Auf den Spuren des Antiprotons

Sechzig Jahre nach der Entdeckung des Antiprotons in Berkeley werfen wir einen Blick zurück auf die Art und Weise, wie Studien mit Antiprotonen am CERN Licht auf die grundlegende Physik und insbesondere auf fundamentale Symmetrien geworfen haben.

Abb. 1. Eine der ersten Annihilationen eines Antiprotons, beobachtet am Bevatron mit einer fotografischen Emulsion. Das Antiproton tritt von links ein. Die fetten Spuren stammen von langsamen Protonen oder Kernfragmenten, die schwachen Spuren von schnellen Pionen.
Bildnachweis: O Chamberlain et al. 1956 Nuo. Cim. 3 447.

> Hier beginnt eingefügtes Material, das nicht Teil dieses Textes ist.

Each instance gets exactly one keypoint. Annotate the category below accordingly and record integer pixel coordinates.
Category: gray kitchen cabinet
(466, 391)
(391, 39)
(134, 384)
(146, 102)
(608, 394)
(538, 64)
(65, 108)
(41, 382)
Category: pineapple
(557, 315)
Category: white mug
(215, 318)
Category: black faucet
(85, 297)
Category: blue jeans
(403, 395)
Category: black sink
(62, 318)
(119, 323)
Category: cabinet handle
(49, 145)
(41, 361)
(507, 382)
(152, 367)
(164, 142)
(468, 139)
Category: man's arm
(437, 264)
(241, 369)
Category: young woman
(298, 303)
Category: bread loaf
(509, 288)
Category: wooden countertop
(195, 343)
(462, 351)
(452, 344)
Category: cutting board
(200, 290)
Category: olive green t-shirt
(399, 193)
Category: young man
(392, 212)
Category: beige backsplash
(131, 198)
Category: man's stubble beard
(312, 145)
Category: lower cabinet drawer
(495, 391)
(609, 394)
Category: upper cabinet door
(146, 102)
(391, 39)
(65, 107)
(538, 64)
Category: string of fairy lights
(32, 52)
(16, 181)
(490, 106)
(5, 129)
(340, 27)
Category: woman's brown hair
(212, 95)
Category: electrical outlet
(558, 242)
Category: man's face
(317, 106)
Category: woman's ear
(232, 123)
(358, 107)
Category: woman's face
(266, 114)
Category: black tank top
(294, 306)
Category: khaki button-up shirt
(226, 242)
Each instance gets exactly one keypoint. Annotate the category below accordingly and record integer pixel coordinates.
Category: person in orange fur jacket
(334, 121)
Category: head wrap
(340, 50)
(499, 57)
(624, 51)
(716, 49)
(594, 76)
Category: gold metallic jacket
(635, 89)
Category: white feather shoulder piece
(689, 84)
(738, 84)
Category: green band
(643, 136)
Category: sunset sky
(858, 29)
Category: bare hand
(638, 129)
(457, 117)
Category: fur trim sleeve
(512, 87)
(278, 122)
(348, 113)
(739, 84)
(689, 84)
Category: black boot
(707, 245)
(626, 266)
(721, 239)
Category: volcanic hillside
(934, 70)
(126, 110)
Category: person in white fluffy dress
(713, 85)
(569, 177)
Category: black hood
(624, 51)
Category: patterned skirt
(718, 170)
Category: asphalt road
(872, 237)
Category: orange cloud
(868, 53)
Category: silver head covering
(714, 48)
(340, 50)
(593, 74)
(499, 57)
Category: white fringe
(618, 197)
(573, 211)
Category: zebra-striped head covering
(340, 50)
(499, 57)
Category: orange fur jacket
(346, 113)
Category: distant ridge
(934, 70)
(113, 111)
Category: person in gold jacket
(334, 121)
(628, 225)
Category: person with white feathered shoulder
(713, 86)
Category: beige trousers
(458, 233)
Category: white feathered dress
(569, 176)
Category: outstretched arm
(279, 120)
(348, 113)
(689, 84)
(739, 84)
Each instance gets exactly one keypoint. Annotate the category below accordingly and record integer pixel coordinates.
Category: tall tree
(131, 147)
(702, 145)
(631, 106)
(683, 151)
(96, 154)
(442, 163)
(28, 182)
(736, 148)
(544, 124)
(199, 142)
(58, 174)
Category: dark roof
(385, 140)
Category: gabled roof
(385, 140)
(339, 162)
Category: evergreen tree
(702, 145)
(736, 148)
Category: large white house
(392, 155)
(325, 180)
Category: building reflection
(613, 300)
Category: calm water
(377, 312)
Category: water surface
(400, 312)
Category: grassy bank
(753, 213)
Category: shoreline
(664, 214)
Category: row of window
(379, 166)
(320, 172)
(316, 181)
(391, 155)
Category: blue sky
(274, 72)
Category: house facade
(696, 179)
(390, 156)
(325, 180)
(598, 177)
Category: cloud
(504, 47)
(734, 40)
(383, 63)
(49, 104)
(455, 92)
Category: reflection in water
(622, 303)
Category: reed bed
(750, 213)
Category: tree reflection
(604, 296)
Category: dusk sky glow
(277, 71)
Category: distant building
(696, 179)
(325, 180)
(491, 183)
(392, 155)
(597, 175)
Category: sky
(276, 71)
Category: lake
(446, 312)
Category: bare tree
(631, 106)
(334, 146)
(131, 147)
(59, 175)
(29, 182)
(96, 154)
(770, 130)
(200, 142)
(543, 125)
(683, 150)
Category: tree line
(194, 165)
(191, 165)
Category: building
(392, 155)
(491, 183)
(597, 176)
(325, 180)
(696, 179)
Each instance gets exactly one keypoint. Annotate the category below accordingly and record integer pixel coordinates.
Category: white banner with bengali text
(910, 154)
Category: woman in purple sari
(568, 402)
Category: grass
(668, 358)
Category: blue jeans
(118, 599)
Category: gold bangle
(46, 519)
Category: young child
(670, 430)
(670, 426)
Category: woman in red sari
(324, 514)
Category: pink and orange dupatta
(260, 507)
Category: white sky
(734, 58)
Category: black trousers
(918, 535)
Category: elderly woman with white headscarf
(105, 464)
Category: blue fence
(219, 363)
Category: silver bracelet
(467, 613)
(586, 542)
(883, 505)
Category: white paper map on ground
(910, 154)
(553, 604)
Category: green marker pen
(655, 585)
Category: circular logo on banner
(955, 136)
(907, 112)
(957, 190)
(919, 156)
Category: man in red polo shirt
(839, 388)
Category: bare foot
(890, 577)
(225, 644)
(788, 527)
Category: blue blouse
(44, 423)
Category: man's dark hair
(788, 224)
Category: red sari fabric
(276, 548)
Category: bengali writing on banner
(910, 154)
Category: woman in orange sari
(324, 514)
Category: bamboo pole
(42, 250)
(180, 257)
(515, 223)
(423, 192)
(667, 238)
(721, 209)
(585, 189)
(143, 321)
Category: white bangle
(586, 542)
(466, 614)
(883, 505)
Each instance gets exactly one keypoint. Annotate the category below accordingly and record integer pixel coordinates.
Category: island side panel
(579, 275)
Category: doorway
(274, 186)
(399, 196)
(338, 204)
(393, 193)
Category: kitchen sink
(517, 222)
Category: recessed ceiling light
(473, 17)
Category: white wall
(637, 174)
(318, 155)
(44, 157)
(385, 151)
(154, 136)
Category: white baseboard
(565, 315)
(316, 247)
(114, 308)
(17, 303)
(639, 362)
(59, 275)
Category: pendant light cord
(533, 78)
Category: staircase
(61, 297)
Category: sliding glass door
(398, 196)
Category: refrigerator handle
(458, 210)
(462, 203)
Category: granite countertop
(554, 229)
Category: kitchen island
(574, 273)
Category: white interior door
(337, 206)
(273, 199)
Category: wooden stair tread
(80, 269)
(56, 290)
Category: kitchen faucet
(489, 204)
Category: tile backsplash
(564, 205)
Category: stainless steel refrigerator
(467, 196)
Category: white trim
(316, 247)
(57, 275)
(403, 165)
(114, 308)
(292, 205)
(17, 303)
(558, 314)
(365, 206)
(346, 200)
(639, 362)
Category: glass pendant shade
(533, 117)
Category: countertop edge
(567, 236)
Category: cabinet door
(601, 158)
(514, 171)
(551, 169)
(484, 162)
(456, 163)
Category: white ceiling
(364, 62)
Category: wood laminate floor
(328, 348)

Am 21. September 1955 fanden Owen Chamberlain, Emilio Segrè, Clyde Wiegand und Tom Ypsilantis den ersten Beweis für das Antiproton, der durch Messungen seines Impulses und seiner Geschwindigkeit gewonnen wurde. Sie arbeiteten im so genannten „Rad Lab“ in Berkeley und hatten ihr Experiment an einem neuen Beschleuniger, dem Bevatron, aufgebaut – einem Protonen-Synchrotron, das eine Energie von 6,5 GeV erreichen sollte, ausreichend, um ein Antiproton in einem Experiment mit festem Ziel zu erzeugen (CERN Courier November 2005 S. 27). Kurz darauf wurden in einem ähnlichen Experiment unter der Leitung von Gerson Goldhaber und Edoardo Amaldi die erwarteten Annihilations-„Sterne“ gefunden, die in Stapeln von Kernemulsionen aufgezeichnet wurden (Abbildung 1). Vierzig Jahre später wurden durch die Kombination von Antiprotonen und Positronen in einem Experiment am Niederenergie-Antiprotonenring (LEAR) am CERN im September 1995 die ersten Antiwasserstoffatome nachgewiesen.

Im Laufe der Jahrzehnte sind Antiprotonen zu einem Standardinstrument für Studien in der Teilchenphysik geworden; das Wort „Antimaterie“ ist in den allgemeinen Sprachgebrauch eingegangen; und Antiwasserstoff wird schnell zu einem Labor für Untersuchungen in der Grundlagenphysik. Am CERN ist der Antiprotonenverzögerer (AD) heute eine wichtige Einrichtung für Untersuchungen der Grundlagenphysik bei niedrigen Energien, die die Untersuchungen an der Hochenergiegrenze des LHC ergänzen. Dieser Artikel blickt auf einige der Höhepunkte bei der Erforschung der Antiwelt am CERN zurück und wirft einen Blick auf das, was am AD bevorsteht.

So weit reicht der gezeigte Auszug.